Wenn der Arbeitslose unglücklich ist, dann liegt das auch daran, dass der einzige gesellschaftliche Wert, den er kennt, die Arbeit ist. Er hat nichts mehr zu tun, er langweilt sich, er hat keine Kontakte mehr, da ja die Arbeit oft auch einzige Kontaktmöglichkeit ist, das gleiche gilt übrigens auch für Rentner. Der Grund dieser existentiellen Misere ist natürlich die Arbeit und nicht die Arbeitslosigkeit.

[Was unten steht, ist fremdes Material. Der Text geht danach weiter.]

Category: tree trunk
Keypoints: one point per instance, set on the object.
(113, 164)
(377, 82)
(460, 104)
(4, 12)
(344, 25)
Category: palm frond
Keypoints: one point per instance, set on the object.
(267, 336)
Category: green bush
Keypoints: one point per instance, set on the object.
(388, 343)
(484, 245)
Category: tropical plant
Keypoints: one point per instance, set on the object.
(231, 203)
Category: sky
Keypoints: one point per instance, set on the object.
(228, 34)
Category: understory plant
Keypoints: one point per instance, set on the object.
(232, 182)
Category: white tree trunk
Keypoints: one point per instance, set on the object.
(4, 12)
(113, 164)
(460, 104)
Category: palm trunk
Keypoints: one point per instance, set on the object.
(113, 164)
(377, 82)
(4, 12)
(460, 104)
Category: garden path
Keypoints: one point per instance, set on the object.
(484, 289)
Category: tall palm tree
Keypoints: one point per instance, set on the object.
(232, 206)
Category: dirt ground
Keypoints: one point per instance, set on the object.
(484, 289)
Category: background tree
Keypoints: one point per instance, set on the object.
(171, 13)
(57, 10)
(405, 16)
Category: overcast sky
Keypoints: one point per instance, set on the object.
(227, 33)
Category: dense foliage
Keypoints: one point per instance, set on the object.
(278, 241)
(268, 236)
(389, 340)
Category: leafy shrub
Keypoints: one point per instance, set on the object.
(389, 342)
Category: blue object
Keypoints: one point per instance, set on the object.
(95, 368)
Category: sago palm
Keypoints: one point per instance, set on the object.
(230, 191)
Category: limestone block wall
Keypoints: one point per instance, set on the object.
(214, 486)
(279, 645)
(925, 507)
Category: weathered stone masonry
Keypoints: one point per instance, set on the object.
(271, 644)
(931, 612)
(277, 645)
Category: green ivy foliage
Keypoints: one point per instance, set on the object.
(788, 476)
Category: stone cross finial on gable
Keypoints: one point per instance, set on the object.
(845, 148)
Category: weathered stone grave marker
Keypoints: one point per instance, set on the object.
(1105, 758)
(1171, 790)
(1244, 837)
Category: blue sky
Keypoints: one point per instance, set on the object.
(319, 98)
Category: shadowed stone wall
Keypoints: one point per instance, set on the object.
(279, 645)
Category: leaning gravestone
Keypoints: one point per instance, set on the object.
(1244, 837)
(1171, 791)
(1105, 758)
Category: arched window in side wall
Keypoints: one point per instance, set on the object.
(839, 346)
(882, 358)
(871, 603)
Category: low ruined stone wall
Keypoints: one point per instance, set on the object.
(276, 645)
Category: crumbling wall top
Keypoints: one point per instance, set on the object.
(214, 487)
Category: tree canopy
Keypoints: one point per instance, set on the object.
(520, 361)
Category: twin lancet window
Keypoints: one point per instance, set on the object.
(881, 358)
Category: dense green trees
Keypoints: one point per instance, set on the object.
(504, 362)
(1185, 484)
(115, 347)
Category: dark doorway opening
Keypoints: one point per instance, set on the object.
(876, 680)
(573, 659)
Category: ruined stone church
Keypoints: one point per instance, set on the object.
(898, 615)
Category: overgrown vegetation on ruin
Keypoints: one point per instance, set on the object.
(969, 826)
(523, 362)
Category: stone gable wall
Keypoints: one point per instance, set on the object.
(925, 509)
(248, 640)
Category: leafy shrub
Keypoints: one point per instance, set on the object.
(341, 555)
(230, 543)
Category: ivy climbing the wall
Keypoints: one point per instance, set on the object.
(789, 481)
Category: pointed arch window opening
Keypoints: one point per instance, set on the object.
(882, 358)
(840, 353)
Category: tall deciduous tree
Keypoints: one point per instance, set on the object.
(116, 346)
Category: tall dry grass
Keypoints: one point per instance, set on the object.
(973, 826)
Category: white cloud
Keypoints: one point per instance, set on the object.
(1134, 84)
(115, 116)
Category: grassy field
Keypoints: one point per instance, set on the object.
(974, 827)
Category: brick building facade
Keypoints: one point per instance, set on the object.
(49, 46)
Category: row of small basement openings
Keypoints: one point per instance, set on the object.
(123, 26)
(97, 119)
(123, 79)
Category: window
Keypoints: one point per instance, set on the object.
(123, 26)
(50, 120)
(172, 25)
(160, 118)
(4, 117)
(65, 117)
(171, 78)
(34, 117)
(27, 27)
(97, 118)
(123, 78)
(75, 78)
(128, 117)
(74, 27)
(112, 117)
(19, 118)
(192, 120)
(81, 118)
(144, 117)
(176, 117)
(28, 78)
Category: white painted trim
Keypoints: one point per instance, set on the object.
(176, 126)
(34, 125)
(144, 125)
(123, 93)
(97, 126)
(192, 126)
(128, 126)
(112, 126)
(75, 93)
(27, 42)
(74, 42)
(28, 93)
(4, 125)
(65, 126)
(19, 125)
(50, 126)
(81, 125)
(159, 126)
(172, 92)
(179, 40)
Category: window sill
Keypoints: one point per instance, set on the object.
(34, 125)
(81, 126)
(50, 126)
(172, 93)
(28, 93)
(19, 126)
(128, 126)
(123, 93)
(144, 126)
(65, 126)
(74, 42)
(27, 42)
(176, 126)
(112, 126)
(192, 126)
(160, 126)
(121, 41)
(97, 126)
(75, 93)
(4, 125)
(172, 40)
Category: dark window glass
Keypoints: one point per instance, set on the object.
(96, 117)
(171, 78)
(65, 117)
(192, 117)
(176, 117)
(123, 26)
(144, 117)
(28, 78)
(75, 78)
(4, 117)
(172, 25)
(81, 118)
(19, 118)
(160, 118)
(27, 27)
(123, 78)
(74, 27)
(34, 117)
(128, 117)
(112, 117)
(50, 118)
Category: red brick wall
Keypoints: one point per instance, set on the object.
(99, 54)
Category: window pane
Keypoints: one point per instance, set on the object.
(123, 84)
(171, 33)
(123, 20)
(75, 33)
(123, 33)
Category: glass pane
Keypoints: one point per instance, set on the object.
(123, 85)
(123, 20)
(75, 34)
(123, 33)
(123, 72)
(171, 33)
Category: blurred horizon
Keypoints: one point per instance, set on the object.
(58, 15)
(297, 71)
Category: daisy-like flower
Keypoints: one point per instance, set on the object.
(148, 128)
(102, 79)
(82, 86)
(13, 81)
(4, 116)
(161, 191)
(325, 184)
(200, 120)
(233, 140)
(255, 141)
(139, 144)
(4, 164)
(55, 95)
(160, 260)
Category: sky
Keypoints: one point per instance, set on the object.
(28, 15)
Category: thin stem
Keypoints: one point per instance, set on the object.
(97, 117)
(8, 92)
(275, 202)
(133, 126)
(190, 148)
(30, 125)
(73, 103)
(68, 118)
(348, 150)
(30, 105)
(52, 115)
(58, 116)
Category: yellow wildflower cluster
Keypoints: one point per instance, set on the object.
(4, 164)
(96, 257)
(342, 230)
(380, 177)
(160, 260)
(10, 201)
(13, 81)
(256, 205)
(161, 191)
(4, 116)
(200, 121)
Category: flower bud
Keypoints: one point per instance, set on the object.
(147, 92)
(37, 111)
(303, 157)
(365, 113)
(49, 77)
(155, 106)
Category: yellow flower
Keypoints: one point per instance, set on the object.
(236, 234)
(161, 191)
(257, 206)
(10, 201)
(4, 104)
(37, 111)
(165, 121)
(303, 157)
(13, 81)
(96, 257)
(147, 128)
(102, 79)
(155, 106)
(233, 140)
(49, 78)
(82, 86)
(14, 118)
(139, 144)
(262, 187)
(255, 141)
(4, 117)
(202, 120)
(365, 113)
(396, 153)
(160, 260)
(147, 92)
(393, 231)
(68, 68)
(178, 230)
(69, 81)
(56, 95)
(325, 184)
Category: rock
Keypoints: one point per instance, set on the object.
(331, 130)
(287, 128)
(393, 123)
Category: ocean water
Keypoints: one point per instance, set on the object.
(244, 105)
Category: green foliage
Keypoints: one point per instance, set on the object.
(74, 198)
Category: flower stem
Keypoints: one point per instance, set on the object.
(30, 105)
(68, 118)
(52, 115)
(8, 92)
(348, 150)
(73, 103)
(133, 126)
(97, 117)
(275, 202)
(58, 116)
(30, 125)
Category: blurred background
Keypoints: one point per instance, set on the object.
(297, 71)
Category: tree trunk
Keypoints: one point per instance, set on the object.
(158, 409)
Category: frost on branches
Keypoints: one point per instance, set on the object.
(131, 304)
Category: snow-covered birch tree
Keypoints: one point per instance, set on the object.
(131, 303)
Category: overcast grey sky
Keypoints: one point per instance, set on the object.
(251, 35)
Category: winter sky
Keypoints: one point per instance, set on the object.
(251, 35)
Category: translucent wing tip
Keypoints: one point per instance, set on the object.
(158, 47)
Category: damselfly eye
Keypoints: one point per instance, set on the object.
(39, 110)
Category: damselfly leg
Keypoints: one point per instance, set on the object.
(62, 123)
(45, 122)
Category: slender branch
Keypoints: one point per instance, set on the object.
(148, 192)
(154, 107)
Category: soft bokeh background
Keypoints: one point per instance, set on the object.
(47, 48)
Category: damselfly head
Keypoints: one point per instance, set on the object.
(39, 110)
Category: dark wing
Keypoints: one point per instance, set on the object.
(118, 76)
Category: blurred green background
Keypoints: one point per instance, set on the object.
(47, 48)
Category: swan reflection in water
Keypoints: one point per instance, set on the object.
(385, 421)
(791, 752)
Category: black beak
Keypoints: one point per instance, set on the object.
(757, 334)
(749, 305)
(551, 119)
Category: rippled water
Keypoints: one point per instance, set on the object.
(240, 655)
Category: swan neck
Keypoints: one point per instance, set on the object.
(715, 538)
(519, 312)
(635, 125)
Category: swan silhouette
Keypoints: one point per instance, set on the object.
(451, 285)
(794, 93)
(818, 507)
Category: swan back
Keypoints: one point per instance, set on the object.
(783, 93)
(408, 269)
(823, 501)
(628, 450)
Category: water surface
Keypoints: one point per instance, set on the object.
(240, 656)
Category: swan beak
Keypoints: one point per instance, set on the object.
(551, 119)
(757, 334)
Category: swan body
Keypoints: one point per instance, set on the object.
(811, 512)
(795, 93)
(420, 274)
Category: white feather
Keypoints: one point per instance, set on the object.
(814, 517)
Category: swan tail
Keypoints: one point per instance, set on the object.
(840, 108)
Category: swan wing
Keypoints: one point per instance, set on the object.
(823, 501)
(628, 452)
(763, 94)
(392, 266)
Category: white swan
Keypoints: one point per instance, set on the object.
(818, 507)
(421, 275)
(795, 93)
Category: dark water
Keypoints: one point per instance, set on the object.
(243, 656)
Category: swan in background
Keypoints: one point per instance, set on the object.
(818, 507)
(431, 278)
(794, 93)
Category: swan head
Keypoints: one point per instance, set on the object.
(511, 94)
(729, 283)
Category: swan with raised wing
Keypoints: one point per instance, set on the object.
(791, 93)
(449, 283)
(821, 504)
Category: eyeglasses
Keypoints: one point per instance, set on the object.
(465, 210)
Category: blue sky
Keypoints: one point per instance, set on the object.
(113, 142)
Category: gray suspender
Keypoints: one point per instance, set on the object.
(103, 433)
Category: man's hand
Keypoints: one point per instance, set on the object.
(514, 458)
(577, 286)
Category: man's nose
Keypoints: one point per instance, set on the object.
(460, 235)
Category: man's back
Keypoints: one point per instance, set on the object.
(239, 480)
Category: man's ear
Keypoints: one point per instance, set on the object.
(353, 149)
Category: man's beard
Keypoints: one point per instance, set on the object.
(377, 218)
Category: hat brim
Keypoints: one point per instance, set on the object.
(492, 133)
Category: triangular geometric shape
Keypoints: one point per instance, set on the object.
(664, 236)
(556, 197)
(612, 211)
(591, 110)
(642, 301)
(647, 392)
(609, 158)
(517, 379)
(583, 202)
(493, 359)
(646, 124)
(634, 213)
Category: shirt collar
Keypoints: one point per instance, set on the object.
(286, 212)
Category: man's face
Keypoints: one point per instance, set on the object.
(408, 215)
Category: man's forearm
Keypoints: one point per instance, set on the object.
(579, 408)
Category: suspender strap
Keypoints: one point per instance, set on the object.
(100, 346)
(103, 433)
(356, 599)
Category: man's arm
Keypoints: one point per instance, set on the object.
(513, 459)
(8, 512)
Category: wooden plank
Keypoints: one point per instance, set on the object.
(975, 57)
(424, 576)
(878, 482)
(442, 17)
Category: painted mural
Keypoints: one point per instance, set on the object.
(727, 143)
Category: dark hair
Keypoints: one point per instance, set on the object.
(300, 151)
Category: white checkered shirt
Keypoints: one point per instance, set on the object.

Der Glückliche Arbeitslose weiht neue gesellschaftliche Werte ein, auch wenn er nichts anderes schafft. Er entwickelt die Kontakte mit einem Haufen sympathischer Menschen. Er ist sogar bereit, Resozialisierungskurse für gekündigte Arbeitnehmer zu geben. Immerhin verfügen alle Arbeitslose über eine preiswerte Sache: Zeit. Das könnte ein historisches Glück sein, die Möglichkeit, ein vernünftiges, sinn- und freudvolles Leben zu führen. Man kann unser Ziel als eine Zurückeroberung der Zeit kennzeichnen. Dabei ist der Glückliche Arbeitslose ein aktiver Mensch. Gerade deshalb hat er keine Zeit zu arbeiten.
Es wird uns gesagt, der Glückliche Arbeitslose sei nur arbeitslos im Sinne des heutzutage üblichen Gebrauchs des Wortes "Arbeit", also "Lohnarbeit". Dazu müssen wir ausdrücklich sagen, dass der Glückliche Arbeitslose zwar keine Lohnarbeit sucht, doch sucht er auch keine Sklavenarbeit. Und es gibt, soweit wir wissen, nur zwei Arten von Arbeit: Sklaven- und Lohnarbeit. Gewiss gibt es auch Studenten, Künstler und andere Wichtigtuer, die kein Papier schreiben und keinen Napf lecken können, ohne zu behaupten, sie leisteten eine wichtige "Arbeit".
Nicht nur im heutigen Sinne ist "Arbeit" ein trauriges Wort. Sie ist es immer gewesen: In den romanischen Sprachen ist die Sache eindeutig, da "travail", "trabajo" usw. von dem lateinischen "tripalium", ein dreispitziges Folterinstrument, das gegen die Sklaven angewendet wurde, abgeleitet ist.
Den sittlichen Wert der Arbeit als Beruf des Menschen in der Welt hat Luther ausgeprägt. Zitat: "Der Mensch ist zur Arbeit geboren wie der Vogel zum Fliegen."
Sobald man von Arbeit oder Arbeitslosigkeit redet, hat man es mit moralischen Kategorien zu tun. Diese Tendenz spitzt sich gegenwärtig zu, man braucht nur eine Zeitung zu lesen, um sich darüber klar zu werden.
"Ein Machtwechsel zwischen zwei Weltanschauungen hat stattgefunden", so ein Sozialexperte in Washington. "Statt Armut als Konsequenz ökonomischer Ursachen zu sehen, dominiert nun jene Denkschule, die Armut als Folge moralischen Fehlverhaltens sieht."
Wie damals auch, als die Priester ihr Seelenmonopol bedroht sahen, ist die Moral nur dazu da, die sich ausweitenden Risse zwischen Weltanschauung und Realität zu flicken. Wer zu einem Arbeitslosen sagt: "Du hast gesündigt", erwartet, dass dieser die Kategorie "Sünde" anerkennt und entweder "ja" oder "nein" sagt. Weinerliche Versuche, das Mitleid dieser Welt zu erregen, erregen höchstens Mitleid. Nur ein erhabenes Lachen kann Moral ernsthaft außer Kraft setzen.